Photo by Julie Siegel

I rescued Punkin from the Bluegrass Stockyards on October 30, 1992, the day he was born. I didn't know anything about sheep and didn't even know I liked sheep, but I didn't want something bad to happen to him, so I picked him up.

He lived in my bathroom for several weeks and was the sickest little lamb you'd ever seen. I'm not sure how many of his 9 lives he used up, but I think even his vet was surprised he made it. He did make it though and eventually moved out to the barn, but for the next 12 years, I could stick my head out the back door and call his name and he'd holler back to me.

In the beginning I just gave his wool to the shearer each spring.Then some friends suggested that I find someone to spin it and knit a sweater.I didn't know how to knit, but figured I could learn that, but knew I'd never figure out the spinning part, so was lucky to find a local spinner who was willing to help. She spun the yarn and I somehow got a sweater made.

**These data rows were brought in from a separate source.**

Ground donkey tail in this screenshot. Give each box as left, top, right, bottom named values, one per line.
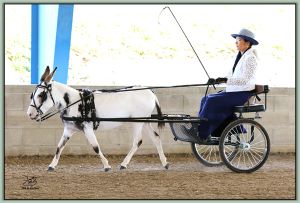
left=155, top=98, right=165, bottom=130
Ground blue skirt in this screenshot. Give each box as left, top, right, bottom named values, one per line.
left=198, top=91, right=252, bottom=138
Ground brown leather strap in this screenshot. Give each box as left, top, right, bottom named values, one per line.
left=255, top=85, right=264, bottom=94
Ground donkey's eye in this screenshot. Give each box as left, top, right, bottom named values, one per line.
left=30, top=93, right=33, bottom=99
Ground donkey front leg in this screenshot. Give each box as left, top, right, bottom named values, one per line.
left=48, top=126, right=76, bottom=171
left=83, top=123, right=111, bottom=172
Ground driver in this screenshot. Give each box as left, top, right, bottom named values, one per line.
left=198, top=28, right=259, bottom=143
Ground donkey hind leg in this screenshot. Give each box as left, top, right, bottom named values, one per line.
left=144, top=123, right=169, bottom=169
left=48, top=126, right=76, bottom=171
left=120, top=123, right=144, bottom=170
left=83, top=122, right=111, bottom=172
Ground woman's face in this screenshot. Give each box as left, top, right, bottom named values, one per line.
left=235, top=37, right=251, bottom=52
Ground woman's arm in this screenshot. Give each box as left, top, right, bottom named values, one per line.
left=227, top=56, right=257, bottom=86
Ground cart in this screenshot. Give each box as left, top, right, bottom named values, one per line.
left=168, top=85, right=270, bottom=173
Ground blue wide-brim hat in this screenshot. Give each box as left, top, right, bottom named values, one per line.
left=231, top=28, right=259, bottom=45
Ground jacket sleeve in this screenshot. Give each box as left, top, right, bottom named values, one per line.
left=227, top=56, right=257, bottom=86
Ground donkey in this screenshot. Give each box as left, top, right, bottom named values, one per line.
left=27, top=67, right=169, bottom=172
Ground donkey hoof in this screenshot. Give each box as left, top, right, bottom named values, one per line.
left=164, top=163, right=170, bottom=170
left=104, top=168, right=111, bottom=172
left=47, top=167, right=55, bottom=172
left=120, top=165, right=127, bottom=170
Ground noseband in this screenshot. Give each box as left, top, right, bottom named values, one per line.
left=30, top=82, right=55, bottom=117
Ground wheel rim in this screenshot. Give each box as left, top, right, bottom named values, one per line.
left=222, top=122, right=268, bottom=171
left=194, top=143, right=222, bottom=165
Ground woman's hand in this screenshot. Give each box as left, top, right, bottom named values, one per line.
left=207, top=78, right=216, bottom=85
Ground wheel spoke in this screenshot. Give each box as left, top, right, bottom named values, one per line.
left=251, top=146, right=266, bottom=150
left=251, top=140, right=264, bottom=146
left=214, top=147, right=219, bottom=162
left=248, top=150, right=261, bottom=164
left=251, top=147, right=264, bottom=156
left=192, top=143, right=222, bottom=166
left=207, top=147, right=213, bottom=162
left=245, top=150, right=254, bottom=168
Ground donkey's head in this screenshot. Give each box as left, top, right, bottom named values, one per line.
left=27, top=66, right=57, bottom=121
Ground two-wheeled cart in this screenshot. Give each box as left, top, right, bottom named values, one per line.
left=168, top=84, right=270, bottom=173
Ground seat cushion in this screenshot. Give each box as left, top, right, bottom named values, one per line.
left=234, top=104, right=265, bottom=113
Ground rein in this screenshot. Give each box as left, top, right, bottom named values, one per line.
left=36, top=83, right=210, bottom=122
left=79, top=83, right=209, bottom=93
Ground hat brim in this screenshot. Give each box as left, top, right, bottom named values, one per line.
left=231, top=34, right=259, bottom=45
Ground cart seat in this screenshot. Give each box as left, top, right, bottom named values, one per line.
left=234, top=104, right=265, bottom=113
left=234, top=85, right=269, bottom=114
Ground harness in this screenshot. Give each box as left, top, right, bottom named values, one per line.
left=76, top=89, right=99, bottom=130
left=30, top=83, right=99, bottom=128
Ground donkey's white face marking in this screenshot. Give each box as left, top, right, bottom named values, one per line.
left=27, top=82, right=54, bottom=121
left=27, top=66, right=57, bottom=121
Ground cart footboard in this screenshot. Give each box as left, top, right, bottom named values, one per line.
left=168, top=115, right=200, bottom=143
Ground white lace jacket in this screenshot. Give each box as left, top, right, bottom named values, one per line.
left=226, top=48, right=258, bottom=92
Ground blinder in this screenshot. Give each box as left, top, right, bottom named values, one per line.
left=30, top=83, right=55, bottom=116
left=39, top=91, right=48, bottom=103
left=30, top=91, right=47, bottom=102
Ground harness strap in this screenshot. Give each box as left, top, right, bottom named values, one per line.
left=67, top=89, right=100, bottom=130
left=61, top=115, right=207, bottom=123
left=39, top=108, right=58, bottom=121
left=79, top=92, right=85, bottom=119
left=90, top=93, right=99, bottom=130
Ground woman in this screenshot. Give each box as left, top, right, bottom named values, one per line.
left=197, top=28, right=259, bottom=142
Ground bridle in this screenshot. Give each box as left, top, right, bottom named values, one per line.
left=30, top=82, right=55, bottom=120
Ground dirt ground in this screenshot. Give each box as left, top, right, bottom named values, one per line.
left=4, top=153, right=296, bottom=200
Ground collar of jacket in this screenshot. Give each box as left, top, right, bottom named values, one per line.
left=242, top=47, right=258, bottom=58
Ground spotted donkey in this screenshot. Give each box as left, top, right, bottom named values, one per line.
left=27, top=67, right=169, bottom=172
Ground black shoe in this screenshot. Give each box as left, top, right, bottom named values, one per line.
left=197, top=134, right=213, bottom=144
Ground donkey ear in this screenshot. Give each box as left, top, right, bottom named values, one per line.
left=45, top=67, right=58, bottom=83
left=40, top=66, right=50, bottom=82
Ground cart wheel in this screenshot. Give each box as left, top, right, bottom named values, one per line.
left=191, top=142, right=223, bottom=167
left=219, top=119, right=270, bottom=173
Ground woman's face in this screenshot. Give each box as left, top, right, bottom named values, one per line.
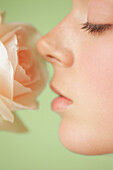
left=37, top=0, right=113, bottom=155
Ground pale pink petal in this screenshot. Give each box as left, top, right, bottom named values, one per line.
left=0, top=114, right=28, bottom=133
left=1, top=26, right=23, bottom=43
left=16, top=46, right=41, bottom=86
left=14, top=92, right=39, bottom=109
left=5, top=34, right=18, bottom=73
left=13, top=53, right=48, bottom=107
left=0, top=95, right=39, bottom=111
left=0, top=41, right=13, bottom=99
left=14, top=62, right=48, bottom=108
left=18, top=47, right=33, bottom=71
left=14, top=80, right=32, bottom=97
left=25, top=51, right=49, bottom=89
left=14, top=64, right=31, bottom=83
left=23, top=63, right=40, bottom=86
left=0, top=23, right=41, bottom=45
left=0, top=98, right=14, bottom=123
left=22, top=49, right=45, bottom=87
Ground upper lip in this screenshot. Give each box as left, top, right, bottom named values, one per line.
left=50, top=84, right=73, bottom=101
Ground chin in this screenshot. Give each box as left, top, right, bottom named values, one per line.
left=58, top=119, right=113, bottom=156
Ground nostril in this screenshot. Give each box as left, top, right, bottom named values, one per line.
left=46, top=55, right=62, bottom=63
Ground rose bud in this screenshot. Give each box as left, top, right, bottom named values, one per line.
left=0, top=12, right=48, bottom=132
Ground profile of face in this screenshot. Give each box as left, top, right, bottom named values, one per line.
left=37, top=0, right=113, bottom=155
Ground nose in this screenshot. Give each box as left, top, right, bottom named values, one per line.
left=37, top=21, right=74, bottom=67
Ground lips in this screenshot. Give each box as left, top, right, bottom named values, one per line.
left=50, top=84, right=73, bottom=112
left=50, top=84, right=72, bottom=102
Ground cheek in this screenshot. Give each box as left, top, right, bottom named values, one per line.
left=75, top=42, right=113, bottom=110
left=86, top=49, right=112, bottom=97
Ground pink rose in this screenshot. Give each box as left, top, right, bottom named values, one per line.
left=0, top=12, right=48, bottom=132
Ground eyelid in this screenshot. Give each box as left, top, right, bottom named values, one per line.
left=80, top=21, right=113, bottom=35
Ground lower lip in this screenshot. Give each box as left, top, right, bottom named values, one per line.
left=51, top=96, right=73, bottom=112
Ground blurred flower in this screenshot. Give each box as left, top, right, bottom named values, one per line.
left=0, top=11, right=48, bottom=132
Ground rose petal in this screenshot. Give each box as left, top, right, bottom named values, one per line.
left=1, top=26, right=24, bottom=43
left=14, top=80, right=32, bottom=97
left=23, top=63, right=40, bottom=86
left=0, top=22, right=41, bottom=46
left=13, top=53, right=48, bottom=107
left=0, top=41, right=13, bottom=99
left=14, top=62, right=48, bottom=108
left=0, top=114, right=28, bottom=133
left=22, top=50, right=45, bottom=86
left=5, top=34, right=18, bottom=73
left=0, top=94, right=39, bottom=111
left=0, top=98, right=14, bottom=123
left=14, top=64, right=31, bottom=84
left=14, top=92, right=40, bottom=109
left=18, top=47, right=33, bottom=71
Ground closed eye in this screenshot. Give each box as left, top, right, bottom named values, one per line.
left=80, top=21, right=113, bottom=35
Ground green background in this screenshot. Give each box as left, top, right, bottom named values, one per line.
left=0, top=0, right=113, bottom=169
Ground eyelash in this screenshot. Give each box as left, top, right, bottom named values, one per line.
left=81, top=22, right=113, bottom=35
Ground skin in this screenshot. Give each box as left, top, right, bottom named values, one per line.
left=37, top=0, right=113, bottom=155
left=88, top=0, right=113, bottom=24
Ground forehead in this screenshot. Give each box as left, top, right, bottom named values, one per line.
left=89, top=0, right=113, bottom=8
left=88, top=0, right=113, bottom=23
left=73, top=0, right=89, bottom=7
left=73, top=0, right=113, bottom=9
left=72, top=0, right=89, bottom=12
left=73, top=0, right=113, bottom=23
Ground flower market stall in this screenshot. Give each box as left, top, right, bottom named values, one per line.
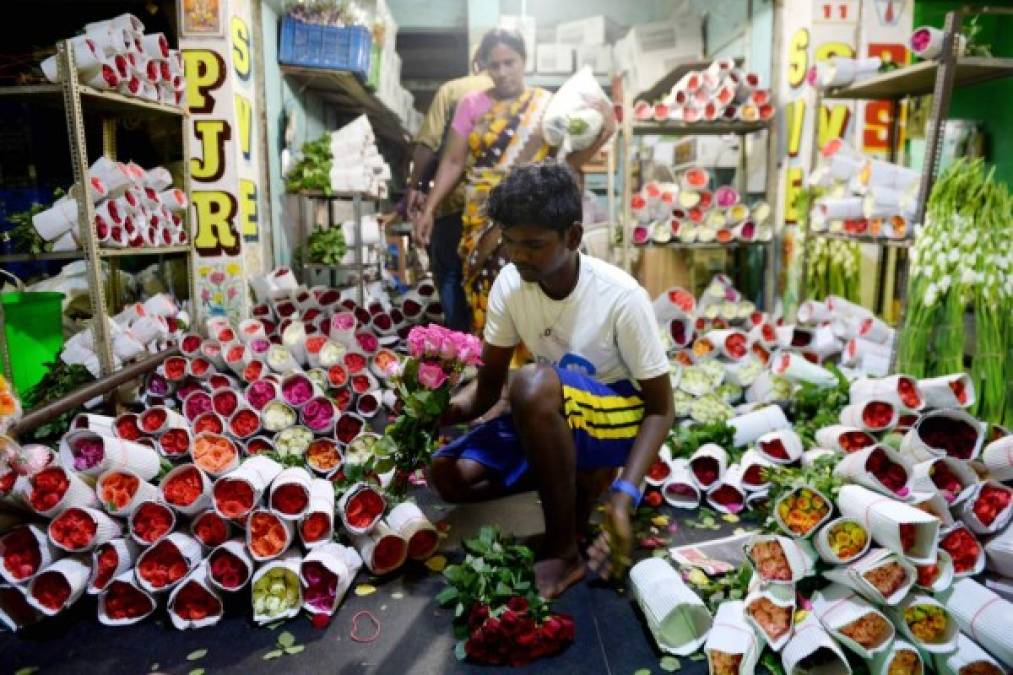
left=1, top=2, right=1013, bottom=675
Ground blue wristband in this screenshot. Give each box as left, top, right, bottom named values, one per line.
left=610, top=479, right=642, bottom=506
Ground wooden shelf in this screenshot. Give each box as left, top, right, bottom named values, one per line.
left=634, top=241, right=770, bottom=250
left=632, top=120, right=770, bottom=136
left=824, top=57, right=1013, bottom=100
left=299, top=191, right=381, bottom=201
left=0, top=83, right=185, bottom=117
left=0, top=245, right=192, bottom=264
left=812, top=231, right=912, bottom=248
left=280, top=65, right=408, bottom=143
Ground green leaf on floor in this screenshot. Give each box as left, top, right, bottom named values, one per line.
left=14, top=668, right=39, bottom=675
left=284, top=646, right=305, bottom=655
left=633, top=669, right=652, bottom=675
left=688, top=653, right=706, bottom=661
left=278, top=631, right=296, bottom=648
left=189, top=669, right=205, bottom=675
left=263, top=650, right=283, bottom=660
left=652, top=548, right=668, bottom=558
left=186, top=649, right=208, bottom=661
left=436, top=586, right=458, bottom=605
left=660, top=655, right=681, bottom=671
left=454, top=641, right=467, bottom=661
left=266, top=621, right=284, bottom=630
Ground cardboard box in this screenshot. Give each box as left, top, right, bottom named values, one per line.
left=499, top=15, right=537, bottom=73
left=576, top=45, right=612, bottom=75
left=555, top=15, right=623, bottom=46
left=536, top=43, right=575, bottom=74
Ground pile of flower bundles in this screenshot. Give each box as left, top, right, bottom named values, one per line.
left=0, top=277, right=449, bottom=634
left=646, top=359, right=1013, bottom=674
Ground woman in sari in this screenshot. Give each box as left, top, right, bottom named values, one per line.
left=414, top=28, right=615, bottom=334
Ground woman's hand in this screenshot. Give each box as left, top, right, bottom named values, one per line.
left=587, top=490, right=634, bottom=581
left=584, top=94, right=617, bottom=141
left=414, top=209, right=435, bottom=247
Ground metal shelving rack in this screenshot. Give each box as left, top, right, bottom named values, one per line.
left=298, top=191, right=383, bottom=306
left=619, top=88, right=778, bottom=309
left=797, top=6, right=1013, bottom=367
left=0, top=40, right=195, bottom=382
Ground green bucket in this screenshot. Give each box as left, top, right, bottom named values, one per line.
left=2, top=291, right=65, bottom=395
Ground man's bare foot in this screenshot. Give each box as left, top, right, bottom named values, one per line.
left=534, top=555, right=585, bottom=599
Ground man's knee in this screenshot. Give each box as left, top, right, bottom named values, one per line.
left=508, top=363, right=561, bottom=413
left=428, top=457, right=473, bottom=504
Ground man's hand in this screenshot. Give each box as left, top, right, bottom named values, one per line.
left=587, top=490, right=633, bottom=581
left=584, top=94, right=617, bottom=141
left=406, top=188, right=426, bottom=223
left=414, top=209, right=435, bottom=247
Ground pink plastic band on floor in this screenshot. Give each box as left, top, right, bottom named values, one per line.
left=350, top=610, right=381, bottom=643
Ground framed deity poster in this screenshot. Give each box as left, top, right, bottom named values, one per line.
left=180, top=0, right=225, bottom=37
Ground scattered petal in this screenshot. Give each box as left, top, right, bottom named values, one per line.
left=794, top=609, right=810, bottom=624
left=651, top=515, right=670, bottom=527
left=284, top=645, right=305, bottom=655
left=189, top=670, right=205, bottom=675
left=263, top=650, right=283, bottom=660
left=634, top=669, right=652, bottom=675
left=667, top=522, right=679, bottom=534
left=689, top=653, right=706, bottom=661
left=355, top=583, right=377, bottom=596
left=14, top=669, right=39, bottom=675
left=186, top=650, right=207, bottom=661
left=733, top=527, right=747, bottom=536
left=424, top=555, right=447, bottom=573
left=278, top=631, right=296, bottom=648
left=660, top=655, right=681, bottom=671
left=721, top=513, right=740, bottom=523
left=391, top=592, right=404, bottom=600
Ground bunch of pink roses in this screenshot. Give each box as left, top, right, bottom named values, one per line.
left=377, top=325, right=483, bottom=492
left=406, top=324, right=483, bottom=390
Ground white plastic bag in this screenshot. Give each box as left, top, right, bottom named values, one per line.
left=542, top=66, right=609, bottom=156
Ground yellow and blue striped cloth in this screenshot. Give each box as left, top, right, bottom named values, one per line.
left=435, top=367, right=644, bottom=487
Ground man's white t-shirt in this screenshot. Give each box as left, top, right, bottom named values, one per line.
left=483, top=254, right=669, bottom=385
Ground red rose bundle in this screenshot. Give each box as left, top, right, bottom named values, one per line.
left=161, top=465, right=210, bottom=513
left=168, top=571, right=223, bottom=629
left=100, top=575, right=156, bottom=624
left=939, top=527, right=982, bottom=576
left=464, top=598, right=575, bottom=666
left=1, top=525, right=48, bottom=582
left=192, top=510, right=230, bottom=547
left=208, top=541, right=252, bottom=591
left=213, top=477, right=256, bottom=519
left=129, top=500, right=176, bottom=544
left=339, top=483, right=386, bottom=534
left=136, top=534, right=200, bottom=591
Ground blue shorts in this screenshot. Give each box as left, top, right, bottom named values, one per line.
left=433, top=367, right=644, bottom=487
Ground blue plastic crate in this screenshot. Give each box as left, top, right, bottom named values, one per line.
left=279, top=17, right=372, bottom=80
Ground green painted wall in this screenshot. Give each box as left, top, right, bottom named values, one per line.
left=915, top=1, right=1013, bottom=183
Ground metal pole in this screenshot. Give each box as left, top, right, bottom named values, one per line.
left=621, top=74, right=633, bottom=273
left=763, top=119, right=777, bottom=312
left=59, top=41, right=114, bottom=377
left=353, top=192, right=365, bottom=305
left=796, top=88, right=824, bottom=310
left=891, top=8, right=963, bottom=371
left=326, top=196, right=335, bottom=288
left=9, top=348, right=179, bottom=438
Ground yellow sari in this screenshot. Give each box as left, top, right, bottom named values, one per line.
left=459, top=87, right=553, bottom=334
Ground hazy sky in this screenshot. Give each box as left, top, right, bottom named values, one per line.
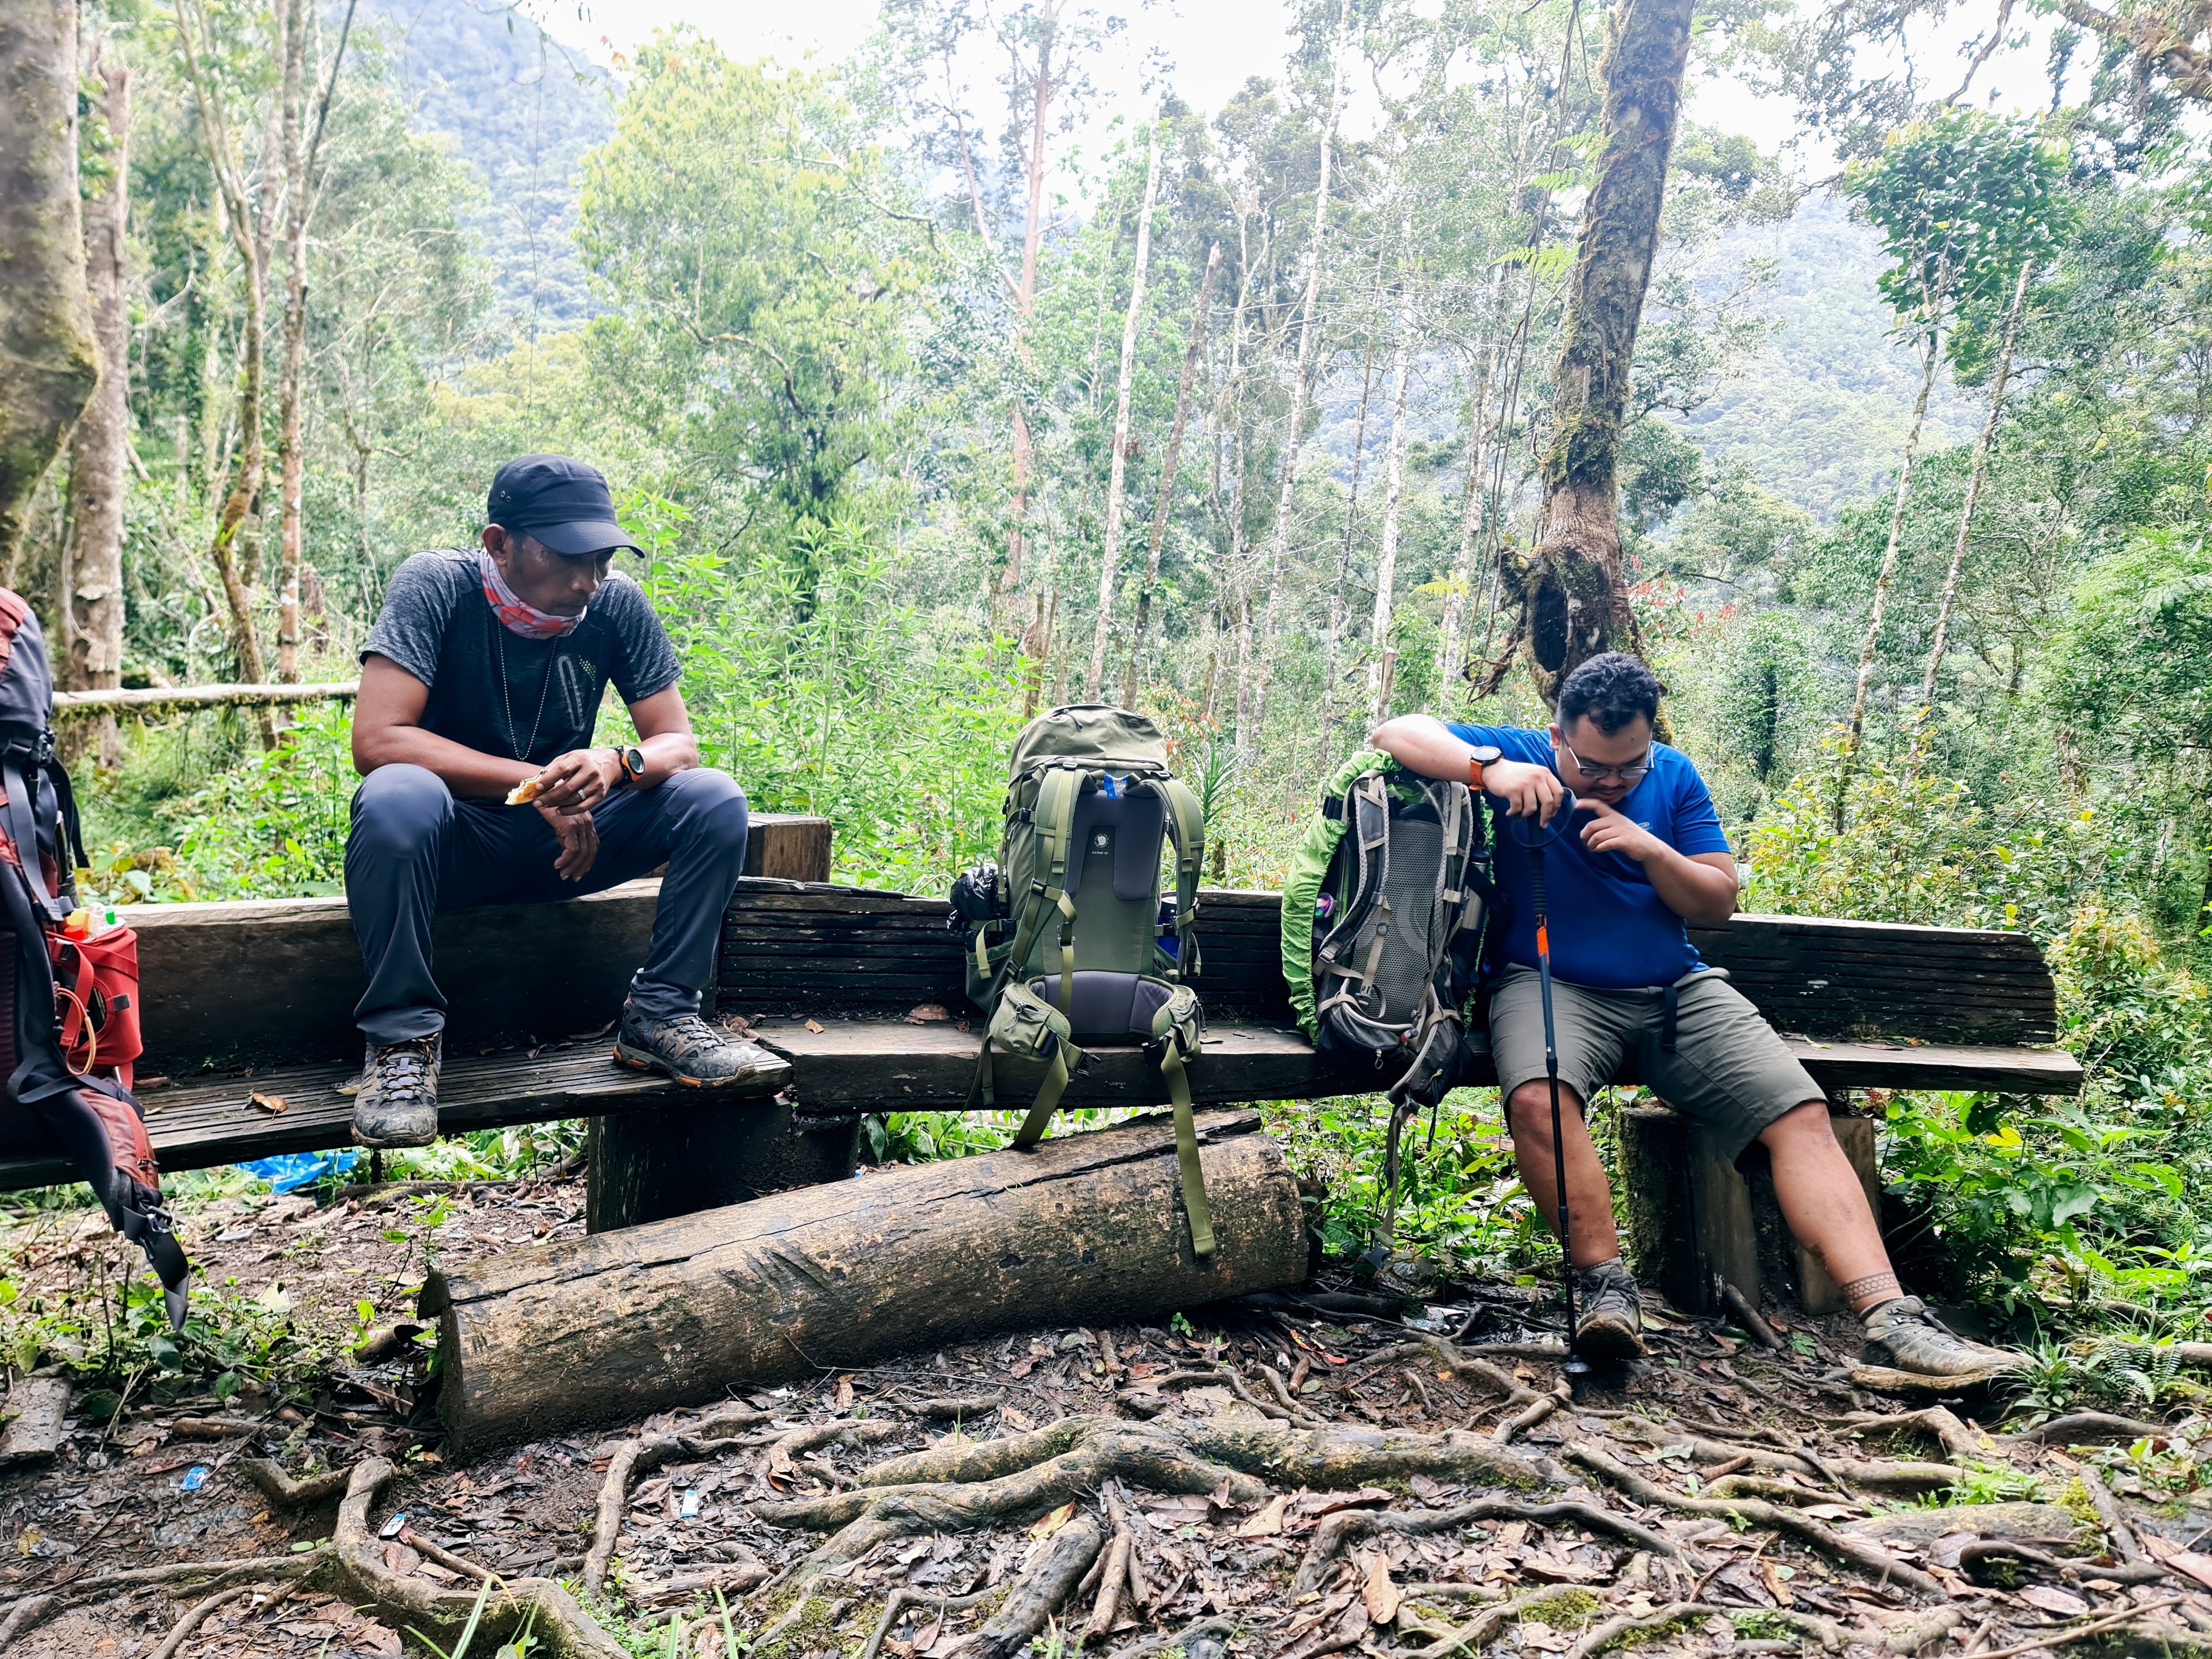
left=537, top=0, right=2069, bottom=185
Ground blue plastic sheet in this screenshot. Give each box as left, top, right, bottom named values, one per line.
left=237, top=1148, right=358, bottom=1193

Of course, I had so much fun knitting his sweater, I began to wonder if maybe I could learn to spin. Next thing I knew I had a spinning wheel, a bag of practice wool and lots of new friends who were happy to help me get started.  That's the nicest thing about the fiber world. You meet so many extremely talented spinners, knitters, weavers, crocheters, felters...and they are some of the nicest folks you'll ever get to know. I now have sheep friends all over the world.

So, we added sheep friends, then we added more sheep.  We acquired five Jacob sheep from Indiana. And then two more, including a ram, from Kentucky. Soon came the lambs.  Add a few more Jacobs from West Virginia, a couple Border Cheviots from Paris (Kentucky ;-), some Cotswolds and beautifully colored crossbreds from Nistock Farms and an interesting collection of bottle lambs.  

Aside from being a wonderful companion to us all, Punkin participated in parades, worked with local school groups and helped teach us all the true meaning of peace and compassion towards animals.  He was also the inspiration for the now internationally recognized Hug a Sheep Day.  I think he'd be proud of what he started.

Follow his "label" on the main page for more pictures and stories.


April Obersteiner said...

Oh, so Punkin started it ALL ~ thanks Punkin ! Your story is very heart warming. I can just hear ewe calling now... all the way down from the Big Barn in the sky. xo

Andrea Ostapovitch said...

What a wonderful, little story. Yes, I agree, Punkin would be a very proud and happy sheep if he could see his legacy today.